What motivates people daily is one of the most difficult things to predict.
You can either be rationally committed to your work, family, friends, life etc., etc., or emotionally.
A rationally committed employee is for example exchanging his time for the organization’s compensation for it.
An emotionally committed person on the other derives a higher purpose from the association and have a passion not just for the work but also for the organization.
The Times of India recently highlighted the case of a techie who was working for 7 firms simultaneously thanks to work from home.
It was only discovered when HR manager of one of those firms while verifying his Provident Fund (PF) account discovered multiple active PF accounts.
Clearly this person was not looking for a higher purpose.

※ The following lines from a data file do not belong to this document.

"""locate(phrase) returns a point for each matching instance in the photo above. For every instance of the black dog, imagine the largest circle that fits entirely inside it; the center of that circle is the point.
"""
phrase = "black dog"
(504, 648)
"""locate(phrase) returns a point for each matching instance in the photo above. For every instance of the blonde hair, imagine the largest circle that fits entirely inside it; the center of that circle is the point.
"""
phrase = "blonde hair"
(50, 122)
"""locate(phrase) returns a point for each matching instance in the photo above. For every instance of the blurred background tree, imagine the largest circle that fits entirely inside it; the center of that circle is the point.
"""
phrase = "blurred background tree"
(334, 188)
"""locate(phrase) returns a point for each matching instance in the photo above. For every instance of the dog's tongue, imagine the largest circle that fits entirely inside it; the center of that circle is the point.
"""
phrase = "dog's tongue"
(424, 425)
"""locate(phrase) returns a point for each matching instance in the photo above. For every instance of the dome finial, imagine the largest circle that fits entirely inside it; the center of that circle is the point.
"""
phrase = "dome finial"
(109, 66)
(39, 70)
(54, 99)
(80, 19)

He was exchanging his wares for money.
Emotional commitment is a positive to the recipient of the commitment whether organization, family, or friends.
The Other side
Emotions create attachment and attachment creates expectations.
End of the day whether it’s an organization or a relationship, there is a give and take.
As Stephen Covey writes in the “7 Habits of Highly Effective people”, relationship “give & take” is like entries in a passbook.
When you deposit 100 dollars in the bank, it reflects 100 dollars, however in a relationship, you 100 dollars could be more and sometimes less than 100 dollars depending upon how much value the recipient attaches to your relationship gesture.
This creates dissonance and frustration.
Emotional Commitment in Investing
There are ways to resolve the dissonance of such emotional disconnects when dealing with people through dialogue and understanding.
However, when investors have to go through such disconnects it causes serious heartburn.
Many investors make an emotional commitment along with a financial one when they invest money in the markets. This is particularly true for high-asset investors, retirees, and investors whose main goal is to preserve rather than grow their funds.
A gallup survey in United States found something startling:
“52% of the investor admitted to mood swings caused by the daily state of their investment portfolio”
The challenge is emotional commitment.
I wrote a couple of months back how investors get seriously invested into their portfolio beyond the financial commitment.
The urge to come daily and show case the success of their portfolio to everyone and how they are the genius who found the next big thing before anyone else etc., etc.,
It is a vicious cycle, and it is easy to get caught up.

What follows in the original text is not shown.